Say what you will about the PTFOA, one very positive change they made was a wholesale gutting of GM’s BoD. Gone are the likes of George Fischer, who was wont to exclaim that Rick et al “had the right stuff” while GM was bleeding cash, brand equity, respect and talent.
Remember, Whitacre is the interim CEO, but he’s the permanent Chairman. His track record over the past few months is not one I’d qualify as “bystanderish”.
“Will be interesting to see if he would leave Apple for this. I don’t know him but if he wants to be a CEO it does seem he needs to leave with Jobs back.”
Last picture I saw of Jobs showed a very sick man. I don’t think that Mr. Jobs is long term for that position.
Could it be that Mr. Cook simply has a good PR guy?
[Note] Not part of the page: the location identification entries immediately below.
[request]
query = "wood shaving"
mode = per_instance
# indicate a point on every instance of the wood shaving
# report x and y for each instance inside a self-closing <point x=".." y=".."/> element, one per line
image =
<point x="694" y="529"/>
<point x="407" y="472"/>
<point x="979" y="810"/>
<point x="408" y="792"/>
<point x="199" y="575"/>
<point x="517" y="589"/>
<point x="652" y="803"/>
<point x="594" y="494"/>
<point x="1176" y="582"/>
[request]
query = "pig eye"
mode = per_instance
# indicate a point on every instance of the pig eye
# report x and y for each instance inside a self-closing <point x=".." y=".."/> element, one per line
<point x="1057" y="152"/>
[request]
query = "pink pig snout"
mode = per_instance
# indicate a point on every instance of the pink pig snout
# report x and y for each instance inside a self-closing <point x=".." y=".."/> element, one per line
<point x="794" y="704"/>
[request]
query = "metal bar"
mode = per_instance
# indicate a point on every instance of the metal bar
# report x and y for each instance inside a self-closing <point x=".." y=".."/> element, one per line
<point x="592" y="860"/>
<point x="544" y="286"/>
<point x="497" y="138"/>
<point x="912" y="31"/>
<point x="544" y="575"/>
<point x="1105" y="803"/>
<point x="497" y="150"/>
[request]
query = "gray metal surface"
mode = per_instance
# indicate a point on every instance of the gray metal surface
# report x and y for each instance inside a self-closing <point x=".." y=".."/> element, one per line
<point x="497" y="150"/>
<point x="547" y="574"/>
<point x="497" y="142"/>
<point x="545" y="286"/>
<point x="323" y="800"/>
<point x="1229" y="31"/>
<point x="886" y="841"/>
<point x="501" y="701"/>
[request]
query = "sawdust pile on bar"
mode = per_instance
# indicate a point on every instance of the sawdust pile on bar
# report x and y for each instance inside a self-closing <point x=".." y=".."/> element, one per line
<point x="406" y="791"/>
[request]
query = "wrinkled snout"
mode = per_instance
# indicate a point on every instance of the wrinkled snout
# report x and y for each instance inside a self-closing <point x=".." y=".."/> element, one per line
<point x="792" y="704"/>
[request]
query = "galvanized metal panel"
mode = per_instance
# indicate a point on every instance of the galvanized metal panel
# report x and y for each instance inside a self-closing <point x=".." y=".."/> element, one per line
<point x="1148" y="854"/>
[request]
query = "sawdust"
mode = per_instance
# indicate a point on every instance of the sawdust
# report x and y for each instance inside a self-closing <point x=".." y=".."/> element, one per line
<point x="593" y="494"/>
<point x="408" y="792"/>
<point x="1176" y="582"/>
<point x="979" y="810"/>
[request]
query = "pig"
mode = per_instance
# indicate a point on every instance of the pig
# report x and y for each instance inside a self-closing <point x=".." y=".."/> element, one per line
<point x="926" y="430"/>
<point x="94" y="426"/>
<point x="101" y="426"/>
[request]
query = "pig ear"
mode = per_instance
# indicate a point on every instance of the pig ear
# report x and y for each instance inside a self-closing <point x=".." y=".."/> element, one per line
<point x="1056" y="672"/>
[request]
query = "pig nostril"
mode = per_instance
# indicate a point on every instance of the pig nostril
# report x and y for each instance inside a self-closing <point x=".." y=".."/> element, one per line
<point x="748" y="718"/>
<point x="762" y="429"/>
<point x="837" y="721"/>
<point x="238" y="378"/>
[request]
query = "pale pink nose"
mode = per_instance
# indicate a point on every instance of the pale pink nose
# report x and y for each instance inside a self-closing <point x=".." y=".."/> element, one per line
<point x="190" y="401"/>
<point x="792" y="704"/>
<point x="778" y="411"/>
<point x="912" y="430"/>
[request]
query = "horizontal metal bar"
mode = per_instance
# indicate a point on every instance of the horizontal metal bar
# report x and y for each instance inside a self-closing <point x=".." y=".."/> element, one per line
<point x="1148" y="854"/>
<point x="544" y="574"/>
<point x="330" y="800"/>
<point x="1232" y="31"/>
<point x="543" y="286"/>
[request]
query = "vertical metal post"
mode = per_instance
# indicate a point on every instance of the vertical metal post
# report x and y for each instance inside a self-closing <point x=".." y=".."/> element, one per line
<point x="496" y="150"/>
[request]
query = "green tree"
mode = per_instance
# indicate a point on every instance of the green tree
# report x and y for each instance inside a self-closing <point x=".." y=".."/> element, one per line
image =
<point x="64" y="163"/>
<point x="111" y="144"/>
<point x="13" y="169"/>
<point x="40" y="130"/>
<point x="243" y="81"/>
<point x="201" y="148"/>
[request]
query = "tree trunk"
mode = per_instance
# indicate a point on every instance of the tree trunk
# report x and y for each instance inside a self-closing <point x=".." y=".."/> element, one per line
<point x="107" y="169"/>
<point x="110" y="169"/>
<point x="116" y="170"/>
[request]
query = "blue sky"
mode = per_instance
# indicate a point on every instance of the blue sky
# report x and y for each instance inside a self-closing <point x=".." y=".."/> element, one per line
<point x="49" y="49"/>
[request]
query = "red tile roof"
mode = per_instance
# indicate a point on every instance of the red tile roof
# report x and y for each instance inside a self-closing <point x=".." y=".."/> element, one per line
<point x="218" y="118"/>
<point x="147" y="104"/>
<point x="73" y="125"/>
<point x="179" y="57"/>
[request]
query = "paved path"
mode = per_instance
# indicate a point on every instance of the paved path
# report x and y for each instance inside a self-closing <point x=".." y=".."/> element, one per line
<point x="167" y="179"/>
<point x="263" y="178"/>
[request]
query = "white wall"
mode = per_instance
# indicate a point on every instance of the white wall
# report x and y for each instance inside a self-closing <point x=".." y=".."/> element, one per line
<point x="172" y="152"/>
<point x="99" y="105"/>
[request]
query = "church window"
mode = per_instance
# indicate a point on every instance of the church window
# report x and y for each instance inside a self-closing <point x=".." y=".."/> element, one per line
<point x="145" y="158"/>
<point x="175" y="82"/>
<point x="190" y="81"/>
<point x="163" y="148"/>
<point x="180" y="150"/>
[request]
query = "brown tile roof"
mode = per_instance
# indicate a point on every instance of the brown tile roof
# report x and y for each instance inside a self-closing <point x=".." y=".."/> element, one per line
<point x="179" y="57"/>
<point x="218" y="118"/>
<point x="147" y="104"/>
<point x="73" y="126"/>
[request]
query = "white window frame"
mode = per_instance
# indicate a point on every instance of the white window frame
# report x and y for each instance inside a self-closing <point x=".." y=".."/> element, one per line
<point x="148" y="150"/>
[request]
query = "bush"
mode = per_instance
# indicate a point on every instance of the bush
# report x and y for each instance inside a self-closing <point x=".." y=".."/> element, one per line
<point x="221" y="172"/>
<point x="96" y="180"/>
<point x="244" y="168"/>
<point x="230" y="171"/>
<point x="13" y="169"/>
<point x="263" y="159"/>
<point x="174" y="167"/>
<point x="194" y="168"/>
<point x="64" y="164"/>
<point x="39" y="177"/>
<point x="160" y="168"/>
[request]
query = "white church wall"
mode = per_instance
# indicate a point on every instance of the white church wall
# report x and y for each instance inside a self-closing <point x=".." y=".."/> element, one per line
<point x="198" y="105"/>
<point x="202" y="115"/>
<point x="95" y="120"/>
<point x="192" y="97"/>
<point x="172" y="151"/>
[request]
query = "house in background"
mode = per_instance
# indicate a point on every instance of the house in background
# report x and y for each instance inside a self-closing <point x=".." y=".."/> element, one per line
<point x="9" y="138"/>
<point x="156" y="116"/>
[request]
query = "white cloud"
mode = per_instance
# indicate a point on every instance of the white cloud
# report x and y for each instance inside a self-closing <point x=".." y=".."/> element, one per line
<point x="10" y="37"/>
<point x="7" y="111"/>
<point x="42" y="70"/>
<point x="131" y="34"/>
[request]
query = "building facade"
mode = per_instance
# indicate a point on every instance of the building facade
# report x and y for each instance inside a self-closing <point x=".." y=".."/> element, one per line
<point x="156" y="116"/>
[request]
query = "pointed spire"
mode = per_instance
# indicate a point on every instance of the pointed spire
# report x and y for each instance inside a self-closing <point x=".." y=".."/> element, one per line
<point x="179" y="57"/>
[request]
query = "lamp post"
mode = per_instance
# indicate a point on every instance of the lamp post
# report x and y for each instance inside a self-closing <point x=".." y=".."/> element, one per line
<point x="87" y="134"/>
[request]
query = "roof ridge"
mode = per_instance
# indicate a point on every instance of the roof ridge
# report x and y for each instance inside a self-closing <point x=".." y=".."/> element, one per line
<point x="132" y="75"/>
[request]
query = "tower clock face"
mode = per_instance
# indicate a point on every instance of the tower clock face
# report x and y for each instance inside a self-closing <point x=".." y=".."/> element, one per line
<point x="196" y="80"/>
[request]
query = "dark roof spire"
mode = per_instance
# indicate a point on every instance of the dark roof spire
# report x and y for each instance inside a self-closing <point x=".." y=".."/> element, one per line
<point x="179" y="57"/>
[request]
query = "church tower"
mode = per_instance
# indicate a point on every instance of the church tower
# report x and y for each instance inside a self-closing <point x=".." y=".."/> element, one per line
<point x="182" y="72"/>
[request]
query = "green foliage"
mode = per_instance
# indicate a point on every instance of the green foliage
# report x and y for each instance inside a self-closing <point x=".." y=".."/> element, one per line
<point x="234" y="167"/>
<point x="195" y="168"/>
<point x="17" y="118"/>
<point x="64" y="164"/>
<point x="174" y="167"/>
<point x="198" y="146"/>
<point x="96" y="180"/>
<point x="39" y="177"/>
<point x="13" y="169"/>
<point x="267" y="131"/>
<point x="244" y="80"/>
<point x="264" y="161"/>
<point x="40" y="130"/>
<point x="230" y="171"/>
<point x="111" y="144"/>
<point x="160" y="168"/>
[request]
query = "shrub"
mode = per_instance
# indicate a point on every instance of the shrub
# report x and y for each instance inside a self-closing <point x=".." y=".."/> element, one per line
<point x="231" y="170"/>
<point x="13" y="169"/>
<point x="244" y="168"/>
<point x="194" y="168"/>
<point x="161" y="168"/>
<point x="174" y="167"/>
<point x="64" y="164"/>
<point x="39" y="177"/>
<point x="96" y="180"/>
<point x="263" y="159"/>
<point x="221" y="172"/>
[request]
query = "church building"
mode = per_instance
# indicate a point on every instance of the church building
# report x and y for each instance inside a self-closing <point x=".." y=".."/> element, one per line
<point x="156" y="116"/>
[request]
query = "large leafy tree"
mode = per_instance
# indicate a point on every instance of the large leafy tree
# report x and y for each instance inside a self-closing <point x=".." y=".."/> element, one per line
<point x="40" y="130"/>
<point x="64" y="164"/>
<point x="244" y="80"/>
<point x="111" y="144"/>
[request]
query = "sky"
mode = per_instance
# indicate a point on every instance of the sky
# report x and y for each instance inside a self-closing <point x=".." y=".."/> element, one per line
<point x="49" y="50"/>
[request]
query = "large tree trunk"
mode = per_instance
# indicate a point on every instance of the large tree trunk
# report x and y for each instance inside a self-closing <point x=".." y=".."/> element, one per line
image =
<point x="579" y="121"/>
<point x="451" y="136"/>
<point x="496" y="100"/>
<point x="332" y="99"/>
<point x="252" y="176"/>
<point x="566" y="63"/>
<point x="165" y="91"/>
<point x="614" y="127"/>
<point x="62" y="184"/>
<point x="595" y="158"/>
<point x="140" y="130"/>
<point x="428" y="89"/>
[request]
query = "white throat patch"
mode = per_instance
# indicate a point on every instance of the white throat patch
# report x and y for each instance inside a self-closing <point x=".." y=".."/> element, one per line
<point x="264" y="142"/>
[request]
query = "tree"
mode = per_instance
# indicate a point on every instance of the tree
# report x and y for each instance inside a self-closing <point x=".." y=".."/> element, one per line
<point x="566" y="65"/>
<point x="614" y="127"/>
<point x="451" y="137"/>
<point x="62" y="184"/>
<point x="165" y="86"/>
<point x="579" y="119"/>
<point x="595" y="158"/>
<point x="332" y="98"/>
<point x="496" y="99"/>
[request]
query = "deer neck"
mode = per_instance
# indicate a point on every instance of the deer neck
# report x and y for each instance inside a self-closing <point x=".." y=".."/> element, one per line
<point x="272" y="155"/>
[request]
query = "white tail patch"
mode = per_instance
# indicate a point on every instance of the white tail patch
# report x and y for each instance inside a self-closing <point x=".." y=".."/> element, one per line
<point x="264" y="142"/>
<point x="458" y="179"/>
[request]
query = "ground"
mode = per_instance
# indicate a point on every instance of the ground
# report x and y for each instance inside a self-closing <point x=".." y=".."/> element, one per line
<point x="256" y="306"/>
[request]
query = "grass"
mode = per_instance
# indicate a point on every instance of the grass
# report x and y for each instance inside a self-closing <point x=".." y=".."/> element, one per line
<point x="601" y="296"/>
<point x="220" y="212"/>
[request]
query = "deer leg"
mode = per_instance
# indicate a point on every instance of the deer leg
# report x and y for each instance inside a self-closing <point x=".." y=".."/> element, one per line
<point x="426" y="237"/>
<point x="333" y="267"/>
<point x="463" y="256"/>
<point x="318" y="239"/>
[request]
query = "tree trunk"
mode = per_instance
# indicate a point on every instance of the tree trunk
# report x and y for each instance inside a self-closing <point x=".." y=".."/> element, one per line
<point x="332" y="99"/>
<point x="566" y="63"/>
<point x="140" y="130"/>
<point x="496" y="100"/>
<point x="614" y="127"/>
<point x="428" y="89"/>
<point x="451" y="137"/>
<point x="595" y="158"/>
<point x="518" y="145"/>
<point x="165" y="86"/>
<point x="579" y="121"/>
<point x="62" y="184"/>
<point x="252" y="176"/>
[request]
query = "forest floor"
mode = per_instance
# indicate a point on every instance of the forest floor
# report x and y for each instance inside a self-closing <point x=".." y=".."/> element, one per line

Well if a guy is smart and knows what he’s doing, he’ll still be smart and know what he’s doing no matter what he’s doing. Let’s be honest, the lifer “car guys” that ran GM before didn’t do such a hot job themselves. Tim Cook would probably learn the car business pretty quickly and correctly (i.e. minus the lifer hubris) and run GM far better than the endless line-up of previous idiots did.